Despite all the great scientific and technological advances over 2,500 years, much of the Buddhist and Socratic ideas about virtue and their analysis of humanity and society still hold true in the modern world. The main difference between them is that the Greeks devoted more attention to social and political life and the virtues associated with this while Buddha fundamentally rejected the world and described the method by which the soul could be freed of it. Both Buddha and the Greeks agreed that the life of contemplation and enlightenment was the most worthy, by the Westerners devoted far more thought to existence in the material world—inferior as that might be to the eternal life experienced by the soul. Fundamentally, most people today do exist on the rather low level as consumers of pleasures and avoiders of pain. Indeed, mass consumer society treats this type of mindless hedonism as a virtue and even a necessity to stimulate the economy. Mass media and culture encourage this type of immersion in pleasure and self-indulgence that Buddha and Socrates would have despised as animal-like. Certainly modern society also places very high value on money-making and idealizes the wealthy in ways that they would have found repugnant. They probably would have viewed contemporary American society as a kind of oligarchy rather than a republic or aristocracy, which could only survive if middle class citizens and nobles had a high degree of civil virtue and considered the needs of society over their personal pleasures and desires.

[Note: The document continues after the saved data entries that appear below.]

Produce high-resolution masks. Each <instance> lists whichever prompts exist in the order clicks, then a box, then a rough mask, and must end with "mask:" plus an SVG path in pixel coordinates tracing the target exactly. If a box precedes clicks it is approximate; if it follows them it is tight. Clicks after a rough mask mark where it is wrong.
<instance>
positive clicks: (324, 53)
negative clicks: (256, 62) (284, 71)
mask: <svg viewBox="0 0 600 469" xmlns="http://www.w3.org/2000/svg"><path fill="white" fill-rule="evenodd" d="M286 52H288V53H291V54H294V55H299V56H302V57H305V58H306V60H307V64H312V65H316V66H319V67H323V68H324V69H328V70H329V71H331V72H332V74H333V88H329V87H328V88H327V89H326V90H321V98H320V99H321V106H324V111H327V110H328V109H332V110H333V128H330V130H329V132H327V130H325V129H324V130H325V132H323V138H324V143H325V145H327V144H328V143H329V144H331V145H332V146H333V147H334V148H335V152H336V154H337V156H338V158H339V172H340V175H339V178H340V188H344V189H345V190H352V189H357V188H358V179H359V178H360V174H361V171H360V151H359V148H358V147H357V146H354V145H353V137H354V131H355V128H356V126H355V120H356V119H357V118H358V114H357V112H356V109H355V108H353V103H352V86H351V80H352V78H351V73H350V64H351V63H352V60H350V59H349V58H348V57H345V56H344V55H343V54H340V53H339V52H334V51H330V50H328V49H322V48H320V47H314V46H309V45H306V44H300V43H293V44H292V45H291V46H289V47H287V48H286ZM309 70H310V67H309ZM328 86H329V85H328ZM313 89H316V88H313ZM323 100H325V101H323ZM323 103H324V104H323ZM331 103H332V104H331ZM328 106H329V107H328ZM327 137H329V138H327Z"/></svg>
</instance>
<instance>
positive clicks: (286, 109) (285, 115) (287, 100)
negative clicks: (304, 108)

Buddha and Socrates would also have found a definite lack of civic virtues in the politicians and leadership class, who definitely do not regard virtue as its own reward and view high office as a means of obtaining power and wealth. By their standards, then, it is neither a very virtuous nor a happy society, and the young are being trained to turn out base rather than noble. Even in religion and spiritual life, all too often those lacking in virtue use this as a path to acquiring wealth and power. Aristotle would probably have had the most respect for those who withdrew from this society to live lives of contemplation and meditating on the divine or spiritual and transcendent matters. Of course, this is not exactly a common type in the present-day culture, and probably was not even in his time.